Eric Hassli's goalscoring drought gets the headlines even when he's making lovely flicks to set up goals and getting involved in goalscoring chances. But Chiumiento didn't achieve much in the last third of 2011 and is a giant 0-for so far in 2012. I remember when Vancouver was coming up to MLS, then-Portland head coach Gavin Wilkinson made headlines before a playoff match by calling Chiumiento a "luxury player". I'd call this a cold spell from a mercurial player but he's really giving it out there. Have teams just figured him out?
- Goalkeeper Joe Cannon is the team's MVP so far this season, and that blows my mind. He can't keep the 100% save percentage up but the man is aging like Benjamin Button. When I ran the Cannon-vs.-Jay Nolly argument for the final time in December, I decided Cannon was better but it was close. Whoops. And this after signing a renegotiated contract that might make him the best bargain in MLS goalkeeping. The only problem is that Cannon's distribution, which was poor at the end of last season and has somehow gotten worse, will sink him. Well, it'll sink him if he ever stops leaping around the goal like Superman on amphetamines.
- Rookie Darren Mattocks is hurt and, anyway, far from proven. Eric Hassli and Camilo Sanvezzo are both less than 100%. Long Tan is Long Tan: useful but not the answer to any question worth asking. Sebastien Le Toux is gold, but he's only one man and as we saw Saturday can chunk the occasional sitter.
So, when is Omar Salgado getting his turn? I'm not his biggest fan but at least he can throw a new looks at opposing defenses: size and speed. He had a decent run in our Reserves debut and set up Carlyle Mitchell's game-tying goal. Put him with Le Toux, the hardest-working man on any field, and can you imagine a better influence or playmaker for young Omar? Unless he spends every practice defecating on Paul Ritchie's face Salgado needs an opportunity, for his own sake and for the club's.
- Speaking of Carlyle Mitchell... you're never going to make changes to a defense with 0 GA through four games but we're sure we can't play him somewhere? Maybe he can learn midfield? He might be the best player in MLS who's going to get 200 minutes this season.
- Scuttlebutt is that Philippe Davies is attracting interest in Norway. I know the Whitecaps were willing to keep Big Phil around this season for $10 an hour or whatever he was making, but after his star turn in Olympic qualifying and now a rumoured move to a decent European league, he might be the latest entry on the depressingly long list of Canadian Players the Whitecaps Let Go For Nothing Who Promptly Kicked the Ever-Loving Shit Out of Some Scandinavians.

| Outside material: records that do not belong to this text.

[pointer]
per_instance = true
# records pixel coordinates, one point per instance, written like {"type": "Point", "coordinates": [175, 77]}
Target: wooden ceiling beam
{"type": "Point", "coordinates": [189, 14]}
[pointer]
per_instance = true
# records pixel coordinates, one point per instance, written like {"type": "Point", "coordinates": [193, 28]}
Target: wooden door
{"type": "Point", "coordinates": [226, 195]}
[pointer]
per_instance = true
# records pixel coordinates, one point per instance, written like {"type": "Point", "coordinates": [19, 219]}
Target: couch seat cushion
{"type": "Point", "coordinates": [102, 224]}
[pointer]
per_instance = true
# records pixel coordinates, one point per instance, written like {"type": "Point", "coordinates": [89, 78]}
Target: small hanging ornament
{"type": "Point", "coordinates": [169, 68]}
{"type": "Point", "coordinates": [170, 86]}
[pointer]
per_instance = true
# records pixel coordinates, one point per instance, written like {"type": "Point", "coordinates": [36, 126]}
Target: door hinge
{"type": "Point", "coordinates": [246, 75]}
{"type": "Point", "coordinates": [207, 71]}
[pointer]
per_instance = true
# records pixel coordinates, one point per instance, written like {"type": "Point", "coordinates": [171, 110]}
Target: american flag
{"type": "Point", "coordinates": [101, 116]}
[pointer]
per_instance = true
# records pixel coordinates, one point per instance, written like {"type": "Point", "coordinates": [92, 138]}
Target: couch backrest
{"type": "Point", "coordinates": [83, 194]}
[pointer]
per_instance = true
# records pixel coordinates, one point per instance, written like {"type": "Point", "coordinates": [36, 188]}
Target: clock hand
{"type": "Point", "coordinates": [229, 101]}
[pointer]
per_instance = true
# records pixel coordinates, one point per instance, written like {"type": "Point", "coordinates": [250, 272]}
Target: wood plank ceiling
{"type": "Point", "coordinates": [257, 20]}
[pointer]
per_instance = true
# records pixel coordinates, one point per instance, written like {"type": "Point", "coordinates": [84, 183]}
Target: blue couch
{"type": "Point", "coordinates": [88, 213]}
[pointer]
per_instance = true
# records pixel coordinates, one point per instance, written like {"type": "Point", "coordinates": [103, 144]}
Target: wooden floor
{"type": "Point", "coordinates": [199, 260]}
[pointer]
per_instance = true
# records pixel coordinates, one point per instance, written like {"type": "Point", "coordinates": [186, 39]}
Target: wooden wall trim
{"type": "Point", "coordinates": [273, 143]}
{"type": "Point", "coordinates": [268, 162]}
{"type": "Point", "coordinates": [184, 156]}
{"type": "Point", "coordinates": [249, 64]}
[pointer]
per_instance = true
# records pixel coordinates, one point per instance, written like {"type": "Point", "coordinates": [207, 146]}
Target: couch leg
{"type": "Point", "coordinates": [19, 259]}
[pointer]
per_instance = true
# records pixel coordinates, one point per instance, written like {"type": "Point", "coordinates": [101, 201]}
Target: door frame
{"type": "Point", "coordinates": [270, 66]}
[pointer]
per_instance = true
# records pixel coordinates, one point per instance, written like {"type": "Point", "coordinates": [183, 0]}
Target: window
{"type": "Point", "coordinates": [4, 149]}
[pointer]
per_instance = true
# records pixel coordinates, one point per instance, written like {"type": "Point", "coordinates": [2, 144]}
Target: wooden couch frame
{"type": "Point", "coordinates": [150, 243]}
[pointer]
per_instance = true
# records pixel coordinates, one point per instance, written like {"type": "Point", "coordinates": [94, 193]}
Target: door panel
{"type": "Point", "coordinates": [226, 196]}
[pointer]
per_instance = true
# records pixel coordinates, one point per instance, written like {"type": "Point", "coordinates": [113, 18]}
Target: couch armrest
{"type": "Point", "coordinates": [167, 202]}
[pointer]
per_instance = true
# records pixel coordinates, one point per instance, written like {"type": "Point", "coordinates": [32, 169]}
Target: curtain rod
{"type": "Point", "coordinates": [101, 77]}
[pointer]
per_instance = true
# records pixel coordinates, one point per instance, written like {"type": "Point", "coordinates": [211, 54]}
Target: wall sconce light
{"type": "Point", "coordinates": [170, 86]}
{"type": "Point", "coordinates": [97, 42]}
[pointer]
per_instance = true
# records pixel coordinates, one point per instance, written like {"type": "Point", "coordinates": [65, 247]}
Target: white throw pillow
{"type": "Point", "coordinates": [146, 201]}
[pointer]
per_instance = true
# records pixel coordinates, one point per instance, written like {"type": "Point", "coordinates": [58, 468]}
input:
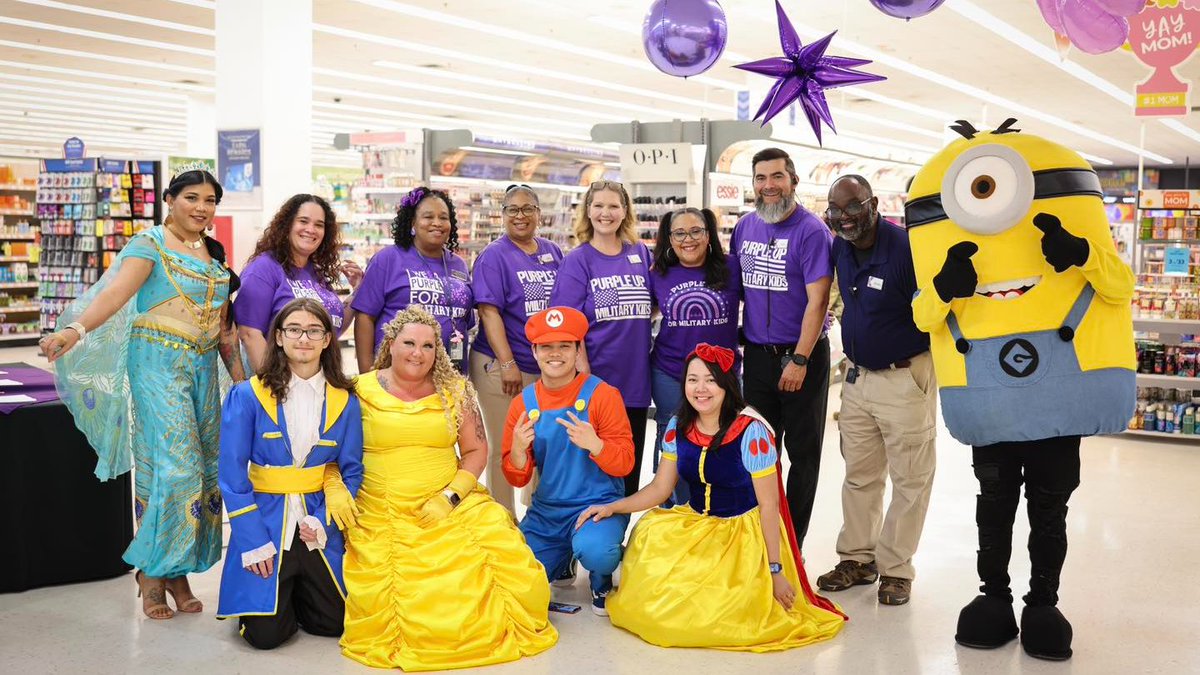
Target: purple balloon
{"type": "Point", "coordinates": [906, 9]}
{"type": "Point", "coordinates": [1050, 13]}
{"type": "Point", "coordinates": [1091, 28]}
{"type": "Point", "coordinates": [684, 37]}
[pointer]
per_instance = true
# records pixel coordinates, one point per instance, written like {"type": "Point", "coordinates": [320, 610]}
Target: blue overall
{"type": "Point", "coordinates": [569, 483]}
{"type": "Point", "coordinates": [1026, 387]}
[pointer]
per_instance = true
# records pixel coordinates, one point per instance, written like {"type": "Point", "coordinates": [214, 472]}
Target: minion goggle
{"type": "Point", "coordinates": [990, 187]}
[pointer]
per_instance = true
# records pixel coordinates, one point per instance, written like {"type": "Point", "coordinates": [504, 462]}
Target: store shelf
{"type": "Point", "coordinates": [1169, 381]}
{"type": "Point", "coordinates": [1163, 435]}
{"type": "Point", "coordinates": [367, 190]}
{"type": "Point", "coordinates": [1175, 326]}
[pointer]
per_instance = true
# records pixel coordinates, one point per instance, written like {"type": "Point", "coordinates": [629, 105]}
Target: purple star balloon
{"type": "Point", "coordinates": [803, 73]}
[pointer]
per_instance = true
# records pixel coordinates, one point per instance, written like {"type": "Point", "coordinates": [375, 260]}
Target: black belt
{"type": "Point", "coordinates": [780, 348]}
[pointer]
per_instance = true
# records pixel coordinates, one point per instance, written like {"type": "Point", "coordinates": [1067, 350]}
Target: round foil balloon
{"type": "Point", "coordinates": [906, 9]}
{"type": "Point", "coordinates": [684, 37]}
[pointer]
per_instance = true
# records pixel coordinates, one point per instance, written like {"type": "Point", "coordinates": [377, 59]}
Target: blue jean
{"type": "Point", "coordinates": [667, 394]}
{"type": "Point", "coordinates": [551, 535]}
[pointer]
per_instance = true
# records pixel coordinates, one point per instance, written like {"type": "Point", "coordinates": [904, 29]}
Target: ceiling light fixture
{"type": "Point", "coordinates": [112, 77]}
{"type": "Point", "coordinates": [119, 16]}
{"type": "Point", "coordinates": [490, 82]}
{"type": "Point", "coordinates": [493, 29]}
{"type": "Point", "coordinates": [508, 66]}
{"type": "Point", "coordinates": [108, 36]}
{"type": "Point", "coordinates": [461, 94]}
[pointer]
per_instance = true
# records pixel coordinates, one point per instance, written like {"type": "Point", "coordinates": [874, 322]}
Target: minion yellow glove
{"type": "Point", "coordinates": [439, 506]}
{"type": "Point", "coordinates": [462, 483]}
{"type": "Point", "coordinates": [339, 502]}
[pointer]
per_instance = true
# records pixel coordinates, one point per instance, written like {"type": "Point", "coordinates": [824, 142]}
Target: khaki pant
{"type": "Point", "coordinates": [493, 402]}
{"type": "Point", "coordinates": [888, 424]}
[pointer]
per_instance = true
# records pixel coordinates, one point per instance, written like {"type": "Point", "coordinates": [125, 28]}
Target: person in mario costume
{"type": "Point", "coordinates": [573, 429]}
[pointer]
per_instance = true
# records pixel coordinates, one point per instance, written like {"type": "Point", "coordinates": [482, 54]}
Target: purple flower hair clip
{"type": "Point", "coordinates": [414, 197]}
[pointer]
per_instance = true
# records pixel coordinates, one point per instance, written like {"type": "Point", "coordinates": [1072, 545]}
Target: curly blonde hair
{"type": "Point", "coordinates": [454, 390]}
{"type": "Point", "coordinates": [583, 228]}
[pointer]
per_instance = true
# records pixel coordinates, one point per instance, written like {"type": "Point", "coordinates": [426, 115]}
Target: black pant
{"type": "Point", "coordinates": [307, 596]}
{"type": "Point", "coordinates": [637, 423]}
{"type": "Point", "coordinates": [797, 417]}
{"type": "Point", "coordinates": [1050, 472]}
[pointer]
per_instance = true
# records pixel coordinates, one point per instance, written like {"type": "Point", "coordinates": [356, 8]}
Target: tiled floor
{"type": "Point", "coordinates": [1138, 508]}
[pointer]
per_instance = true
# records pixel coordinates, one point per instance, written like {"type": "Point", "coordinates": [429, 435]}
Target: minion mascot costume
{"type": "Point", "coordinates": [1027, 309]}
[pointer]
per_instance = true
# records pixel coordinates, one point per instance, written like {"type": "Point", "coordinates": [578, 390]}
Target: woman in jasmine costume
{"type": "Point", "coordinates": [437, 573]}
{"type": "Point", "coordinates": [723, 571]}
{"type": "Point", "coordinates": [144, 386]}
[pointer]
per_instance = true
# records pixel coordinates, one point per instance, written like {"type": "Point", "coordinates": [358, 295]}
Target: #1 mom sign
{"type": "Point", "coordinates": [1164, 36]}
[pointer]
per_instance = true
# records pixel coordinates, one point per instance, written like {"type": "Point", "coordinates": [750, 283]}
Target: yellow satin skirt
{"type": "Point", "coordinates": [463, 592]}
{"type": "Point", "coordinates": [691, 580]}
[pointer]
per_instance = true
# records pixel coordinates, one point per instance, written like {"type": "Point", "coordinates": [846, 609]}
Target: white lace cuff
{"type": "Point", "coordinates": [265, 551]}
{"type": "Point", "coordinates": [322, 537]}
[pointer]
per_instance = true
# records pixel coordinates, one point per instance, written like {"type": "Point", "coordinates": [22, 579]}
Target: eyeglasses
{"type": "Point", "coordinates": [853, 209]}
{"type": "Point", "coordinates": [295, 332]}
{"type": "Point", "coordinates": [681, 236]}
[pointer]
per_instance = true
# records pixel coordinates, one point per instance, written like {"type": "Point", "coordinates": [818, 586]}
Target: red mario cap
{"type": "Point", "coordinates": [557, 324]}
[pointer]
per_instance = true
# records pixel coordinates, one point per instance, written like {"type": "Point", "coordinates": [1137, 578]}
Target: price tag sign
{"type": "Point", "coordinates": [1177, 261]}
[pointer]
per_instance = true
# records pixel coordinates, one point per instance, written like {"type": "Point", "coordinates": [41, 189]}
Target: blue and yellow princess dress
{"type": "Point", "coordinates": [463, 592]}
{"type": "Point", "coordinates": [144, 390]}
{"type": "Point", "coordinates": [697, 575]}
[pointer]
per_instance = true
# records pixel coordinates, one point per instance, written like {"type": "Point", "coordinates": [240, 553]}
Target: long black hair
{"type": "Point", "coordinates": [276, 372]}
{"type": "Point", "coordinates": [406, 214]}
{"type": "Point", "coordinates": [717, 269]}
{"type": "Point", "coordinates": [201, 177]}
{"type": "Point", "coordinates": [731, 406]}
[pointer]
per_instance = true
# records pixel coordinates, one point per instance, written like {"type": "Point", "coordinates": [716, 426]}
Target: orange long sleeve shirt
{"type": "Point", "coordinates": [606, 413]}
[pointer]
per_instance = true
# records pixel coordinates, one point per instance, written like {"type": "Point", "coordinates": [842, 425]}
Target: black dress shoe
{"type": "Point", "coordinates": [987, 623]}
{"type": "Point", "coordinates": [1045, 633]}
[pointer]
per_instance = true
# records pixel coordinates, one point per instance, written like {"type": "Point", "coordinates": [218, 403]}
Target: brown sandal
{"type": "Point", "coordinates": [190, 605]}
{"type": "Point", "coordinates": [154, 604]}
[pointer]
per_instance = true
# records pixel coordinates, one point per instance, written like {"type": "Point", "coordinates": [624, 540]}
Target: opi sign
{"type": "Point", "coordinates": [655, 162]}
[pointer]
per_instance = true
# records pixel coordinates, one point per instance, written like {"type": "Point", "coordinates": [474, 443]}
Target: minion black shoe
{"type": "Point", "coordinates": [1045, 633]}
{"type": "Point", "coordinates": [987, 623]}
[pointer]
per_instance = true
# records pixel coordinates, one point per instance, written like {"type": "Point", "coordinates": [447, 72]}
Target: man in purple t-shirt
{"type": "Point", "coordinates": [786, 270]}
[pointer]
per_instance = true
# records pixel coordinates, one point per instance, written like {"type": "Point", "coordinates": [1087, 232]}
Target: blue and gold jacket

- The arrival of Canadian U-17 team starlet Sadi Jalali with the Vancouver Whitecaps U-16 team has stirred some interest, as Jalali had a verbal agreement to play with FC Edmonton if his European trials didn't work out. What's interesting isn't that Jalali didn't keep the word of an agent he's since fired; it's that nobody (even in Edmonton) seems too bothered about Jalali playing in Vancouver. Edmonton fans seem to be chalking it up as a learning experience. Fine by me. Jalali joins Russell Teibert and some players who didn't make it as guys the Whitecaps Residency have poached from another Canadian team's backyard.
- Canada's U-23 team, featuring a chorus line of Whitecaps and ex-Whitecaps, lost 3-1 to Mexico on Saturday, as you know. It was a crying shame, and I say this having expected less than nothing from that team. I should write more about this at some point, but: they did the country proud. I learned a thing or two about some of the players on that team, and everything I learned was positive. What a pleasure they were to watch, even in defeat. Hopefully the experience will serve that amazingly young team well.